Berrettini has not dropped a set yet at this tournament and beat British players Andy Murray and Daniel Evans earlier this week. 

Berrettini won 89% of his first service points and hit 8 aces. The Italian top ten player broke serve in the third game with a backhand down the line to take a 2-1 lead and did not face any break points in his next service games to win the first set 6-4. 

Berrettini earned three break points in the fifth game of the second set, but De Minaur held serve from 0-40 to take a 3-2 lead. Berrettini saved a break point to draw level to 3-3 before breaking serve to take a 5-4 lead in the ninth game, when De Minaur hit his slice into the net. Berrettini served out the win on his second match point to become the first Italian player to reach the final at the Queens. 

“Making the final was the goal of the week, and now I have one more step. It is a great achievement, especially for the history of this tournament. I am really happy because to beat Alex today, I had to play my best tennis. The mentality is that I always think I can win my service games. I know that I have a big weapon with my serve and first shot. If I sleep too well, it means something is off is off ahead of the final. I have to be nervous and tight a little bit, otherwise the adrenaline does not kick in and it is tougher to play”, said Berrettini. 
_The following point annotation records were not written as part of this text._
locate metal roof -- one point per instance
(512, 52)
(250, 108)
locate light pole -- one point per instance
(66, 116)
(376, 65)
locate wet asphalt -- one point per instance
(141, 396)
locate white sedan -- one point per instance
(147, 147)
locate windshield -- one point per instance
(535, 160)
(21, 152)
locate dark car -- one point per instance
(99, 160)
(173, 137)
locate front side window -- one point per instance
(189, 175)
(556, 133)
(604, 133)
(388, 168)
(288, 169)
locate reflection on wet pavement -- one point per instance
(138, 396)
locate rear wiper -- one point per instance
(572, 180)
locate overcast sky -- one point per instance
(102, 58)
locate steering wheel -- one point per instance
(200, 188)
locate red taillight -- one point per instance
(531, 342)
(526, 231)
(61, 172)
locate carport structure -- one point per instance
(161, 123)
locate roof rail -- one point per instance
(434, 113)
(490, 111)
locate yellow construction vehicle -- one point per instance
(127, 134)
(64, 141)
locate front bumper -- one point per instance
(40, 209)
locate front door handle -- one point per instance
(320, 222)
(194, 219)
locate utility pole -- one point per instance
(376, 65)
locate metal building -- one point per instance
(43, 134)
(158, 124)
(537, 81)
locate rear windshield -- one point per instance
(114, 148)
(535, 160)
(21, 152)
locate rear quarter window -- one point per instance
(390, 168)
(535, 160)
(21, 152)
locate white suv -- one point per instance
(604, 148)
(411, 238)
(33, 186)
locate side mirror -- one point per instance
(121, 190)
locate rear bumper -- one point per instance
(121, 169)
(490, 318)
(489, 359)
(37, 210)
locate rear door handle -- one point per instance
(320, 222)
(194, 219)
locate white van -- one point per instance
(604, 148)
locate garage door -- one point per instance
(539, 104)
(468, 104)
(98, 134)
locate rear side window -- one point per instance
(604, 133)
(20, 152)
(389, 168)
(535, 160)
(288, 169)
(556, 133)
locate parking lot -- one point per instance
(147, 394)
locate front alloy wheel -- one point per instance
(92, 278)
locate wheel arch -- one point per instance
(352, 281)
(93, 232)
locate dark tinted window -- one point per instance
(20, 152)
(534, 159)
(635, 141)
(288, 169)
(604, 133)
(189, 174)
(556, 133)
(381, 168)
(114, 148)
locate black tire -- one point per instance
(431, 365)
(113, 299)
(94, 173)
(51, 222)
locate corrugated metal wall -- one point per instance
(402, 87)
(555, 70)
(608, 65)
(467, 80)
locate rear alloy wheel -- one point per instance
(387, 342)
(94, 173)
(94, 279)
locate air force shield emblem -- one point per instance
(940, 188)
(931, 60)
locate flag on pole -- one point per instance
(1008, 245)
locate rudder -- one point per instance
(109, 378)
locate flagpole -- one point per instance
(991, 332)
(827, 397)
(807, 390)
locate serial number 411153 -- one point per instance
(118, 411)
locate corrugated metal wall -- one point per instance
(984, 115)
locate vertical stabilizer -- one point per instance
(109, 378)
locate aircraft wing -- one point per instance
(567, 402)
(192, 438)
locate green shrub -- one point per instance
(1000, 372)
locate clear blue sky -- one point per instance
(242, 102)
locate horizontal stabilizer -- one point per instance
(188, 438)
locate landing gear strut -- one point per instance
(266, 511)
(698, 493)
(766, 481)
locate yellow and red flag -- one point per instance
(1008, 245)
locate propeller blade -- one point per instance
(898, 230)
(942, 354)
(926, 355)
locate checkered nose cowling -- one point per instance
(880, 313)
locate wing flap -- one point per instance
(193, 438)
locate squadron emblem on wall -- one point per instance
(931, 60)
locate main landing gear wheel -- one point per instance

Berrettini set up a final against Cameron Norrie, who beat Denis Shapovalov 7-5 6-3 in 94 minutes. Norrie won 76% of his first service points and came back from one set down to become the first British player to reach the final at the Queen’s. 

Shapovalov earned an early break to take a 2-0 lead. Norrie broke back to draw level to 3-3. The British player earned his second break with a backhand passing shot in the 12th game to claim the first set 7-5. 

Norrie did not convert a break point at 3-2, after Shapovalov had treatment on an injury. The British player broke serve in the eighth game to take a 5-3 lead and served out the second set in the second game to secure his spot in the final. Norrie has reached his third final this year after fiinishing runner-up to Albert Ramos Vinolas at the Estoril Open and to Stefanos Tsitsipas in Lyon.